Antalya’nın simgelerinden biri olan Kaleiçi, tarihi dokusuyla binlerce turisti ağırlarken, yangın güvenliği gerekçesiyle getirilen yeni düzenlemelerle birlikte önemli bir krizle karşı karşıya kaldı. Özellikle ahşap yapılarda faaliyet gösteren pansiyon ve butik otel işletmecileri, yeni düzenlemelerin hem uygulanabilirliğine hem de kültürel mirasa zarar vereceğine dikkat çekiyor.
Tarihi Doku ile Modern Mevzuat Arasında Sıkıştılar
Kültür ve Turizm Bakanlığı ile yerel yönetimler arasında yaşanan yetki karmaşası, işletmeleri belirsizliğe sürüklüyor. 2007 yılında yürürlüğe giren Binaların Yangından Korunması Hakkında Yönetmelik, tüm yapılarda yangına dayanıklı kapı, pencere ve yangın merdiveni gibi modern güvenlik önlemlerini zorunlu kılıyor.

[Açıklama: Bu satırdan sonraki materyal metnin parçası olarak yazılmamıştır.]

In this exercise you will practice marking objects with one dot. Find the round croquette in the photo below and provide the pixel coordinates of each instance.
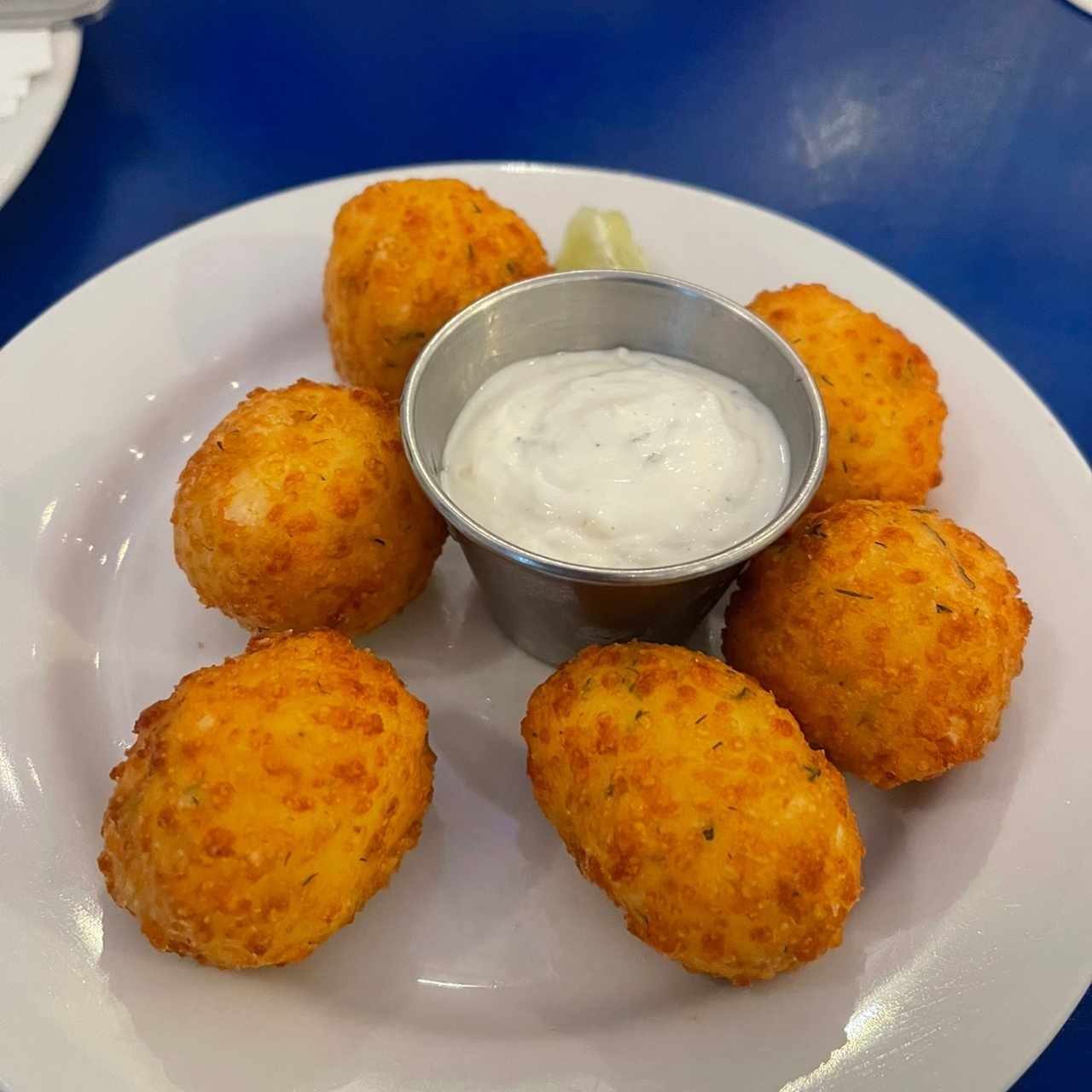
(299, 511)
(880, 390)
(685, 792)
(408, 256)
(266, 799)
(892, 632)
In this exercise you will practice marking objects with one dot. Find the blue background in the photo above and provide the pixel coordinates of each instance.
(949, 139)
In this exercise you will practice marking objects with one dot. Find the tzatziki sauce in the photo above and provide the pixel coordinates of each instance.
(616, 459)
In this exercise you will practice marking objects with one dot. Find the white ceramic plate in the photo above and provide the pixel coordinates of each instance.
(490, 963)
(24, 136)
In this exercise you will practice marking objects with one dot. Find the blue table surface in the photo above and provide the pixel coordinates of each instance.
(949, 139)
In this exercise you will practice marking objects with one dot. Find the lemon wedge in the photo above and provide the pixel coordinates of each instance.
(595, 239)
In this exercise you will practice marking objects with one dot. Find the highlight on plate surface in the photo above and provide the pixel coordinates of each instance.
(268, 799)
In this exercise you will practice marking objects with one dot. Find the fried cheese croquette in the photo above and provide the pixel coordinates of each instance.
(690, 798)
(299, 511)
(266, 799)
(880, 390)
(406, 257)
(892, 632)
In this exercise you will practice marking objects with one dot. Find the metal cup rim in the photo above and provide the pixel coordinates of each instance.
(464, 526)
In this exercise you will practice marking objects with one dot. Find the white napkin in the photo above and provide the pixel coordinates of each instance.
(23, 55)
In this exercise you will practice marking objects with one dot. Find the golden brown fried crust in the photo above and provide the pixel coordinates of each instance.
(880, 391)
(299, 510)
(406, 257)
(266, 799)
(892, 634)
(685, 792)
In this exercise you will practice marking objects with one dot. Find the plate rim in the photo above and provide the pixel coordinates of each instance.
(547, 167)
(532, 167)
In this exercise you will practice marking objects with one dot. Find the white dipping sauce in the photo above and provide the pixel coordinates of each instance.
(616, 457)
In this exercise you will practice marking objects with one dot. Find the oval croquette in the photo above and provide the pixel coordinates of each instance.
(880, 390)
(266, 799)
(408, 256)
(892, 634)
(685, 792)
(299, 511)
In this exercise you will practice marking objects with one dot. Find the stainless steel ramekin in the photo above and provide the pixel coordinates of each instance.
(552, 608)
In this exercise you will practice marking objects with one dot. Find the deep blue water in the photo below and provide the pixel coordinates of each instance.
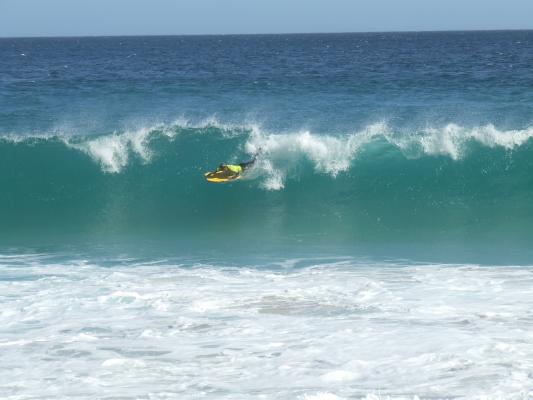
(380, 247)
(366, 139)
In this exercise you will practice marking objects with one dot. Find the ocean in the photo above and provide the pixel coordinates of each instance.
(380, 247)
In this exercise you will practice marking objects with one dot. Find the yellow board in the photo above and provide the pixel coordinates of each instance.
(221, 176)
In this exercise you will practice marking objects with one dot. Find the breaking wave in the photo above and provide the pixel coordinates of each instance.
(377, 180)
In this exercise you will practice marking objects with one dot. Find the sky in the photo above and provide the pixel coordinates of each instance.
(177, 17)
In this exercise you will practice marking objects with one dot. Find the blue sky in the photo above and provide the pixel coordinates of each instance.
(167, 17)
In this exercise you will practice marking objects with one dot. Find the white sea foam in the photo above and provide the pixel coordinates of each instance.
(281, 152)
(332, 330)
(333, 154)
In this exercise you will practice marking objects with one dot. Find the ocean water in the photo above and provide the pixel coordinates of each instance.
(380, 248)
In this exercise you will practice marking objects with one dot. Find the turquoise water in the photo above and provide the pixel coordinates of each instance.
(380, 246)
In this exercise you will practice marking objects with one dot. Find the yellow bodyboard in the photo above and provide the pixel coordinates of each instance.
(221, 176)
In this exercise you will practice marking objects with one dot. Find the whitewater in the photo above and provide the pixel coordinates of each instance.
(380, 247)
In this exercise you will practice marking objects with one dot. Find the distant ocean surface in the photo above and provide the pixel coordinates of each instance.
(380, 248)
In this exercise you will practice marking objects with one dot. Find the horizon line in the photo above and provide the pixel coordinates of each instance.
(264, 34)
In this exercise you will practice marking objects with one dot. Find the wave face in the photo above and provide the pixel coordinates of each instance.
(444, 184)
(397, 139)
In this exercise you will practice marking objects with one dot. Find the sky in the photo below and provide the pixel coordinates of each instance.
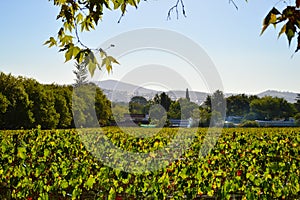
(245, 61)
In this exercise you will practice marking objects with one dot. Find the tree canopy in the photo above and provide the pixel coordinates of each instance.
(85, 15)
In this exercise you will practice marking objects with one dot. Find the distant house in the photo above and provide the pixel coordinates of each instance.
(137, 118)
(233, 120)
(180, 123)
(277, 123)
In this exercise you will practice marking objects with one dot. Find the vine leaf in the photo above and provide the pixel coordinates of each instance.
(271, 18)
(298, 3)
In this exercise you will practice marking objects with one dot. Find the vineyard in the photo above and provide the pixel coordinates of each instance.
(113, 163)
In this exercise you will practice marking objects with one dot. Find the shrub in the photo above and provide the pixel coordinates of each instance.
(249, 124)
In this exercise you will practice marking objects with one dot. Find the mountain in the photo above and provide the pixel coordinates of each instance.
(118, 91)
(289, 96)
(121, 86)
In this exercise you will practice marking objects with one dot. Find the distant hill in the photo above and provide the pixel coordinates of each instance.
(118, 91)
(289, 96)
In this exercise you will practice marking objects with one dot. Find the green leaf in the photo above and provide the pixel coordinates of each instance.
(112, 59)
(46, 152)
(90, 182)
(290, 31)
(283, 29)
(64, 184)
(112, 194)
(51, 42)
(22, 152)
(271, 18)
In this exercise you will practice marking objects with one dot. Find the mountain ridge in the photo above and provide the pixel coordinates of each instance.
(118, 91)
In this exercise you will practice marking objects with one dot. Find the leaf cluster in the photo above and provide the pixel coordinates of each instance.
(290, 18)
(84, 16)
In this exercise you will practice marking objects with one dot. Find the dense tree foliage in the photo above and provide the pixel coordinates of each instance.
(25, 103)
(270, 108)
(138, 105)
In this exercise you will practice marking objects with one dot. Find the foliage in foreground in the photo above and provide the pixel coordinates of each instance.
(255, 163)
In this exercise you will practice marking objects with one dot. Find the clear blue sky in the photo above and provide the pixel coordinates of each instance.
(246, 62)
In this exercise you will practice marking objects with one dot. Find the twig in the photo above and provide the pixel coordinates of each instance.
(175, 7)
(232, 1)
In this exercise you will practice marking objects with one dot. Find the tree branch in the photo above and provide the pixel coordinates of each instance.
(175, 7)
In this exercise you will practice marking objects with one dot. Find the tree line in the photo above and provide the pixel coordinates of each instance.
(26, 104)
(248, 107)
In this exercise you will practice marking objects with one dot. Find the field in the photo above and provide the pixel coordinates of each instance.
(134, 163)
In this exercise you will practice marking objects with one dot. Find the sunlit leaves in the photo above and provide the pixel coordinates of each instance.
(83, 16)
(290, 15)
(51, 42)
(271, 18)
(290, 31)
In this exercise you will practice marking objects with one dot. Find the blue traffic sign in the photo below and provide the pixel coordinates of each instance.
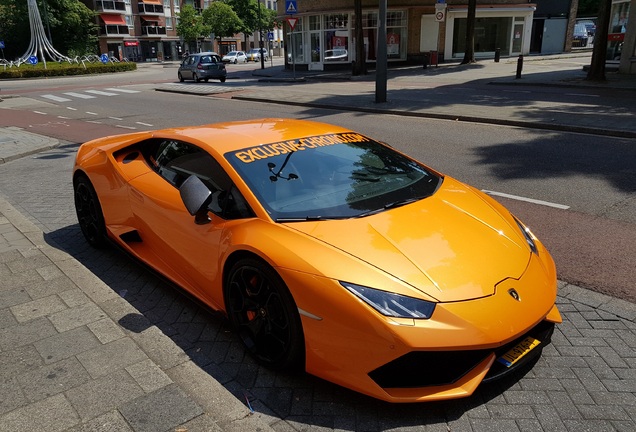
(290, 7)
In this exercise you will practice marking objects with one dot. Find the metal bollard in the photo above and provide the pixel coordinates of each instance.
(519, 65)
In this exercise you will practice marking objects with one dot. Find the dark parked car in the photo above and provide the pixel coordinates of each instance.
(202, 66)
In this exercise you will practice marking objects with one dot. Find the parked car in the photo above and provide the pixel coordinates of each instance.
(328, 251)
(202, 66)
(255, 54)
(235, 57)
(580, 36)
(336, 55)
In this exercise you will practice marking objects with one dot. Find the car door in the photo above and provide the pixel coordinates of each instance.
(184, 251)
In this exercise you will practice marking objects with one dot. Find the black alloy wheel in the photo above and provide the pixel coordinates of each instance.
(89, 212)
(261, 308)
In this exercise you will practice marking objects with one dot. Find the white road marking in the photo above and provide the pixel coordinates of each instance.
(531, 200)
(581, 94)
(101, 93)
(79, 95)
(122, 90)
(56, 98)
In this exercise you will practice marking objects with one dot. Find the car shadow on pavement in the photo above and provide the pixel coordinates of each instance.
(206, 337)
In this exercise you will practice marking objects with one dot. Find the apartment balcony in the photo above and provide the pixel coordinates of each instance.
(150, 7)
(113, 25)
(114, 30)
(110, 6)
(153, 31)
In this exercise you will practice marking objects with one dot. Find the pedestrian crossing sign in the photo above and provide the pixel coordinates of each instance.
(290, 7)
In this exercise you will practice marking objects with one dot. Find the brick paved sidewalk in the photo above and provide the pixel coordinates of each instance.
(67, 361)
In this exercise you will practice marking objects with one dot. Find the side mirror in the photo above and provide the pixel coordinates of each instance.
(197, 197)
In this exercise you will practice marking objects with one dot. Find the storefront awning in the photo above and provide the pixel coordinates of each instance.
(113, 19)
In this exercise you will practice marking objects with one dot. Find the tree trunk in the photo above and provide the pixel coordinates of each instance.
(599, 53)
(469, 51)
(360, 65)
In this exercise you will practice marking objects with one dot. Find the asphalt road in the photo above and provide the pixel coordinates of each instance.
(589, 175)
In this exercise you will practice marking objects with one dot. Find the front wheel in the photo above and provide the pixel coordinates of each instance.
(89, 212)
(261, 308)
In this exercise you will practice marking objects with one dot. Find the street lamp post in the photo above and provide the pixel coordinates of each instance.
(260, 36)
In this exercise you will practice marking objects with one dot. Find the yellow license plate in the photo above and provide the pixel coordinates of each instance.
(518, 351)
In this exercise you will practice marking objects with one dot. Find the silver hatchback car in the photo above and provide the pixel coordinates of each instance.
(202, 67)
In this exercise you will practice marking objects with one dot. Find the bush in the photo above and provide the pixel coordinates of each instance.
(54, 69)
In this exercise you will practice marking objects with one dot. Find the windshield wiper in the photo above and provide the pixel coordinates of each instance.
(391, 205)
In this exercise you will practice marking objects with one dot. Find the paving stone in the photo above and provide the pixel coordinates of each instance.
(106, 330)
(104, 394)
(25, 333)
(53, 379)
(108, 358)
(11, 397)
(163, 409)
(148, 375)
(38, 308)
(53, 414)
(66, 344)
(13, 297)
(110, 422)
(77, 316)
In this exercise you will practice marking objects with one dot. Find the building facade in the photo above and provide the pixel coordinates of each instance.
(324, 30)
(145, 30)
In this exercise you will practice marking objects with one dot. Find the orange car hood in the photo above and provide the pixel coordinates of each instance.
(452, 246)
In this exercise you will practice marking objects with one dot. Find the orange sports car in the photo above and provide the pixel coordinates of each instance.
(328, 251)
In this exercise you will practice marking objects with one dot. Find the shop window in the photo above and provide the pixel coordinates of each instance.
(490, 34)
(336, 38)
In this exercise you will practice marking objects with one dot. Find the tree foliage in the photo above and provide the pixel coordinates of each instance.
(221, 20)
(71, 23)
(190, 25)
(469, 50)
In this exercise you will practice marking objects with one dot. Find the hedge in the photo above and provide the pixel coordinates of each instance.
(63, 69)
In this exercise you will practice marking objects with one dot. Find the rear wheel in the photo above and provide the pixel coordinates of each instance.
(89, 212)
(261, 308)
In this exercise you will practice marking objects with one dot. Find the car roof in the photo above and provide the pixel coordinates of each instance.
(224, 137)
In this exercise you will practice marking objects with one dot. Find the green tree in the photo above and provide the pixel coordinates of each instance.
(190, 25)
(469, 50)
(71, 23)
(221, 20)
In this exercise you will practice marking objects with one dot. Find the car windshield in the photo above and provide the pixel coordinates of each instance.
(331, 177)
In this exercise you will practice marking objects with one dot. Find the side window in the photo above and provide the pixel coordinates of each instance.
(175, 161)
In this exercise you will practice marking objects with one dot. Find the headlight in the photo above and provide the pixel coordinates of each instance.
(528, 235)
(390, 304)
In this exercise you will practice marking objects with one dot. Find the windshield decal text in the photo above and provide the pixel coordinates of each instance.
(283, 147)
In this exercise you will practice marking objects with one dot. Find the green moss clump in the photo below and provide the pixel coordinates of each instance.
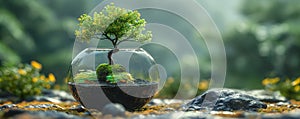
(112, 73)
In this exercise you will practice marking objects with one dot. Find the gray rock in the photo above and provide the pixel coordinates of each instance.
(267, 96)
(54, 96)
(39, 115)
(114, 109)
(225, 100)
(44, 106)
(78, 108)
(176, 115)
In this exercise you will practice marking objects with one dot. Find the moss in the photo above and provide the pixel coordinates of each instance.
(105, 70)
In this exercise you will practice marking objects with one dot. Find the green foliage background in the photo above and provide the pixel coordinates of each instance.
(263, 41)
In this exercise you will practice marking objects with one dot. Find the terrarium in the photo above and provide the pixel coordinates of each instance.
(110, 74)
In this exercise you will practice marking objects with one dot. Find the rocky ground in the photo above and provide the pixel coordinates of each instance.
(230, 104)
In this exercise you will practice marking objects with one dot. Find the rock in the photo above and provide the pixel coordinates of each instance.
(20, 114)
(290, 115)
(175, 115)
(44, 106)
(225, 100)
(11, 113)
(78, 108)
(114, 109)
(267, 96)
(54, 96)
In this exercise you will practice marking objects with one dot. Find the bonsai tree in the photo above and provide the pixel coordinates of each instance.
(116, 25)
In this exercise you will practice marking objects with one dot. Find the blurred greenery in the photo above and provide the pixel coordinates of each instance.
(262, 38)
(265, 44)
(39, 30)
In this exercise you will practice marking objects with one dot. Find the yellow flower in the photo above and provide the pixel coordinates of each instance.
(296, 82)
(42, 77)
(203, 85)
(35, 79)
(36, 65)
(297, 88)
(268, 81)
(22, 72)
(48, 86)
(51, 77)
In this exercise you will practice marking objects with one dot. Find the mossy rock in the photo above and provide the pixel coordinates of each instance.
(104, 70)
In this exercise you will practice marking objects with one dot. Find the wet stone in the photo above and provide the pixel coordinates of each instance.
(267, 96)
(54, 96)
(78, 108)
(225, 100)
(114, 109)
(45, 106)
(19, 114)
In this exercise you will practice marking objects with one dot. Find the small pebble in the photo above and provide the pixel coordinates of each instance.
(114, 109)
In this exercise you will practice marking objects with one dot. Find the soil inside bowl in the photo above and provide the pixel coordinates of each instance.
(132, 96)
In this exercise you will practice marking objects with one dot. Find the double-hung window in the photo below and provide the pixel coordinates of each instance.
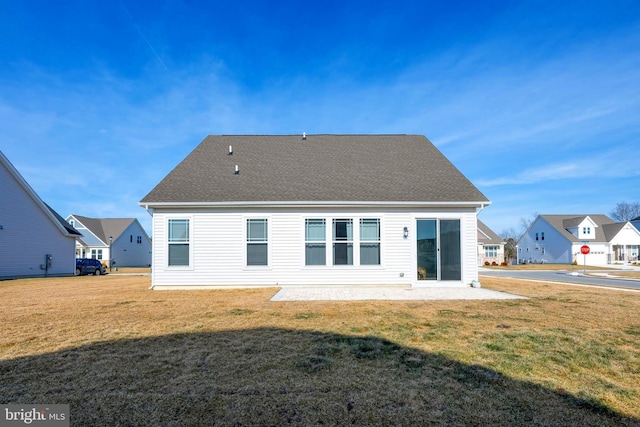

Ancak Kaleiçi gibi kentsel sit alanlarında, bu uygulamalar tarihi dokunun bozulmasına neden olabileceği gerekçesiyle tartışmalı hale geliyor.
“Kimse Yol Göstermiyor, Her Kurum Farklı Yerde Duruyor”
Antalya Kaleiçi Otelciler ve Esnaflar Derneği Yönetim Kurulu Başkanı Hasan Yetkil, bölgeye özel bir yönetmelik talep ettiklerini belirterek şunları söyledi: “Tesislerimiz zaten itfaiye raporlarını almış, ruhsatlarını edinmiş ve faaliyete başlamış işletmelerdir. Ancak şimdi, güncellenen yönetmeliklerle tescilli binalarda faaliyet göstermek adeta imkânsız hale geldi. Can güvenliğinden ödün vermeden, tarihi yapılarımızın özgünlüğünü koruyacak özel bir yangın yönetmeliği hazırlanmasını talep ediyoruz.”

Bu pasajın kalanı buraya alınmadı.